By Daniel Hunter

The UK manufacturing sector showed signs of stabilising at the start of the second quarter of 2013, as levels of production and new orders rose slightly after contracting in the prior two months.

At 49.8 in April, up further from February’s four- month low, the seasonally adjusted Markit/CIPS Purchasing Manager’s Index (PMI) signalled little change in overall operating conditions in the sector, following contractions in the prior two months.

Apart from the mild gain in new contracts, the modest recovery in production volumes also reflected efforts to clear backlogs of work. Output growth was centred on the consumer and investment goods sectors, although the rate of contraction at intermediate goods producers also eased.

Manufacturers benefited from a modest improvement in new export order inflows, which companies attributed to increased sales to clients in North America, the Middle East, Latin America and Australia. The level of new export work received rose for the first time in over a year and at the fastest pace since July 2011. However, demand from the euro area remained lacklustre.

After rising for seven successive months, April saw a slight decline in average purchase prices. Companies reported paying lower commodity and fuel prices. However, a number of firms continued to report higher costs for chemicals, food products and plastics. The ongoing weakness of sterling also contributed to increased import prices.

Average output charges rose further in April, taking the current sequence of increase to three-and-a- half years. There were reports of manufacturers acting to protect operating margins and pass on cost increases incurred earlier in the year. However, the rate of charge inflation eased to a five-month low, reflecting ongoing price competition in domestic and export markets.

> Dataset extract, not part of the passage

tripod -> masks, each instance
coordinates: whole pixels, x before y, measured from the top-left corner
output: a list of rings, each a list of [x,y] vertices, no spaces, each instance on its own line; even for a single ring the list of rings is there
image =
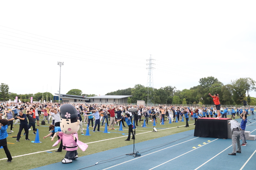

Manufacturing job losses were recorded for the third straight month in April. A solid reduction in headcounts at intermediate goods producers more than offset higher employment in the consumer and investment goods sectors. However, the overall rate of job loss was only marginal and weaker than in the prior two months.

UK manufacturers maintained a cost cautious approach to purchasing and stock holding decisions during the latest survey month, with April data signalling further reductions to input buying volumes and holdings of both pre and post- production inventories. However, the rate of decline in purchasing activity eased sharply over the month.

“A march of the makers may be on its way following the first rise in export sales for a year with the Americas, Middle East and Australia making up for lacklustre demand in Europe giving the manufacturing sector something to savour," David Noble, Chief Executive Officer at the Chartered Institute of Purchasing & Supply said.

"The sector’s steady performance in April, which saw an increase in output, was supported by easing prices for fuel and commodities, which is welcome news. However, increased prices elsewhere and the weak currency are a reminder of the difficult economic conditions which remain.

"The consumer goods sector is leading the revival in response to overseas demand and an improved performance in the investment goods industry bodes well. Intermediate goods, the bellwether of the sector, continue to struggle, but even their outlook has improved. Across the board, firms have increased their output prices, signalling some confidence in the sector, as they look to recoup Q1 losses and protect their profit margins.

"We should not forget that the sector is not in rude health. A weak Q1 has led to continued job losses in April reminding us that the tough times will undoubtedly continue. Businesses remain cost cautious, but the latest figures are at least a chink of light in the tunnel.”